### Local RAG Workflow with Db2 and llama.cpp

This notebook demonstrates a complete Retrieval-Augmented Generation (RAG) pipeline running on a local system:

* **Embeddings** are generated locally using the Granite model served via `llama.cpp`
* **Vector search** is performed in Db2 using built-in `VECTOR` functions
* **Context retrieval** and **prompt construction** are handled locally
* Only the **final text generation** step uses a hosted LLM (Mistral) via Watsonx.ai

By keeping embedding generation and prompting local, the workflow reduces latency, avoids cloud dependency for sensitive data, and offers more control over the overall process.

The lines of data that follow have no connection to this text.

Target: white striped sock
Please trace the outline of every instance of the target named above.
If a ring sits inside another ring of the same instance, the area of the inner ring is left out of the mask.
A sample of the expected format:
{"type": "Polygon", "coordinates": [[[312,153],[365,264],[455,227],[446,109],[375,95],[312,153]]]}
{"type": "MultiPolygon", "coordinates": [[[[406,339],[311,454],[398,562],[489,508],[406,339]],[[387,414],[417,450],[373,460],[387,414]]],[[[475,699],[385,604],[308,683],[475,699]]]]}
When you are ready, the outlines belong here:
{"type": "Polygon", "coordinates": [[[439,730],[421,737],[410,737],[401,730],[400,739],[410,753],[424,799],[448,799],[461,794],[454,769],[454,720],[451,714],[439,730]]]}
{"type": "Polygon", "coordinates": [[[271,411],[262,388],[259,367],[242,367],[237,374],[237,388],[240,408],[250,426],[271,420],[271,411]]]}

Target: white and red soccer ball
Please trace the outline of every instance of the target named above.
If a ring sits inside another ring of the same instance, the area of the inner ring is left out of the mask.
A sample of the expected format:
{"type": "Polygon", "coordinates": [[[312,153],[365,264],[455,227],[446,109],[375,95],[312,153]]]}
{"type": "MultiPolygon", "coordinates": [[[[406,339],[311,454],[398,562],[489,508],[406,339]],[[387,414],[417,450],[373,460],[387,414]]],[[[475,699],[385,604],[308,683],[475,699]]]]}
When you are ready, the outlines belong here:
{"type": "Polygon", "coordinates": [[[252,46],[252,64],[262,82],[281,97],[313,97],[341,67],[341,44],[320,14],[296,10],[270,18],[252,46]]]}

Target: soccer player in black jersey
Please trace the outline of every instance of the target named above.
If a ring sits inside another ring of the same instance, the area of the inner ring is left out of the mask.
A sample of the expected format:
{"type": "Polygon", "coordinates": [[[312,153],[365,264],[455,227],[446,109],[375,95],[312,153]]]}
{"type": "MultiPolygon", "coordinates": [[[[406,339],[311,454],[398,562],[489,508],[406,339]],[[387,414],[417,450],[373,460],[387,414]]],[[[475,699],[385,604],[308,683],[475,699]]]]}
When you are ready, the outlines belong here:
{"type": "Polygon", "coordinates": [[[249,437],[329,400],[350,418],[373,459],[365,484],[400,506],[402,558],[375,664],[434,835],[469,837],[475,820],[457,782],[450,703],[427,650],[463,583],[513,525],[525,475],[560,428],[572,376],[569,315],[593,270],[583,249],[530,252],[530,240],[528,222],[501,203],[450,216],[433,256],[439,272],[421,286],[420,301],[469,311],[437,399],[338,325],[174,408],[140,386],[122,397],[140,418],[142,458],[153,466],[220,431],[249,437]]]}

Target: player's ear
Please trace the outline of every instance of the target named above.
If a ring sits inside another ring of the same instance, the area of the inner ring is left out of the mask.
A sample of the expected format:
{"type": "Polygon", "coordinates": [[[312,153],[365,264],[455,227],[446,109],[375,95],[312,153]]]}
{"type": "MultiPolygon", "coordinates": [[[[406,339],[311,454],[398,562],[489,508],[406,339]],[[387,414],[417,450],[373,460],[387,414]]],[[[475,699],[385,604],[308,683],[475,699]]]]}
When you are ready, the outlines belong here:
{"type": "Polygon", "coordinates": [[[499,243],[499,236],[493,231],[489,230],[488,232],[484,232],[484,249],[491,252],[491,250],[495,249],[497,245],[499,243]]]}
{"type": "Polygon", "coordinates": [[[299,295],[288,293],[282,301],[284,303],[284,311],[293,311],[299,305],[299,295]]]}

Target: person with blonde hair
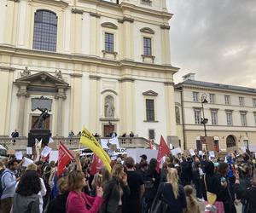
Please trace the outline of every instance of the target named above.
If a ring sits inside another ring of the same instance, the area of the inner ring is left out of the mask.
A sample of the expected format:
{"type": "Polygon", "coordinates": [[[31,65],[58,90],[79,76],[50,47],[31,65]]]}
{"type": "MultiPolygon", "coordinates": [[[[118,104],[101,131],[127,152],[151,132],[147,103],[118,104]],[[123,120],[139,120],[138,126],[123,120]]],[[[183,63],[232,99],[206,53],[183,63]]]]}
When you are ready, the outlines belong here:
{"type": "Polygon", "coordinates": [[[103,204],[101,213],[121,213],[125,205],[124,197],[130,194],[127,175],[121,164],[115,164],[112,170],[112,180],[103,187],[103,204]]]}
{"type": "Polygon", "coordinates": [[[186,199],[187,199],[187,209],[184,213],[200,213],[200,206],[197,200],[193,197],[193,187],[190,185],[184,187],[186,199]]]}
{"type": "Polygon", "coordinates": [[[151,210],[154,210],[154,204],[160,199],[168,206],[165,213],[183,213],[187,208],[184,189],[178,184],[176,169],[167,169],[167,182],[160,185],[151,210]]]}

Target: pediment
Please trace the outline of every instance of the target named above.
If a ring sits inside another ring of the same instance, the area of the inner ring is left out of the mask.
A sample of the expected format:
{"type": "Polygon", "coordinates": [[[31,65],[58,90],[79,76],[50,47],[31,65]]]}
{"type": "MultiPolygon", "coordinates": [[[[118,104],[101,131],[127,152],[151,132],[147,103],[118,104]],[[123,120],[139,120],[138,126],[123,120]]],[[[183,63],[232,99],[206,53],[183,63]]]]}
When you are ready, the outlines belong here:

**Setup and Requirements**
For installation steps and additional context, see the accompanying [README.md](./README.md).


## Step 0: Imports

In [1]:
# Core libraries
import os
import pandas as pd

# Environment variables
from dotenv import load_dotenv, dotenv_values

# NLP and embeddings
import spacy
import trafilatura
from llama_cpp import Llama

# Watsonx AI
from ibm_watsonx_ai.metanames import GenTextParamsMetaNames as GenParams, EmbedTextParamsMetaNames
from langchain_ibm import WatsonxLLM

# Notebook display utilities
from IPython.display import display, Markdown

if not os.path.isfile('db2.ipynb'):
    os.system('wget https://raw.githubusercontent.com/IBM/db2-jupyter/master/db2.ipynb')

%run db2.ipynb

  firstCommand = "(?:^\s*)([a-zA-Z]+)(?:\s+.*|$)"
  pattern = "\?\*[0-9]+"


Db2 Extensions Loaded. Version: 2024-09-16


## Step 1: Web Content Extraction

In [2]:
url = 'https://community.ibm.com/community/user/blogs/shaikh-quader/2024/05/07/building-an-in-db-linear-regression-model-with-ibm'
downloaded = trafilatura.fetch_url(url)

if downloaded:
    article = trafilatura.extract(downloaded)
    print(article[:1000])  # Preview first 1000 chars
else:
    print("Failed to fetch content.")

Despite being one of the earlier machine learning techniques, linear regression continues to be a top choice among ML practitioners for a regression task. For the past three years, over 80% of the respondents to Kaggle’s annual state of data science and machine learning survey mentioned linear regression as a ML algorithm they most frequently use. IBM Db2 provides an in-database stored procedure (SP) for Linear Regression as part of its ML library, which is a collection of over 200 SPs for performing different ML tasks in the database. Using the linear regression SP and other functionality of DB2’s ML Library, ML practitioners can build and deploy linear regression models in the database when their ML dataset is available in a Db2 database. In this post, I will show you the following steps of building and using a linear regression pipeline using SQL with a Db2 database:
Let’s begin.
The Regression Task
In this exercise, I will use the GoSales dataset, which is available from this link.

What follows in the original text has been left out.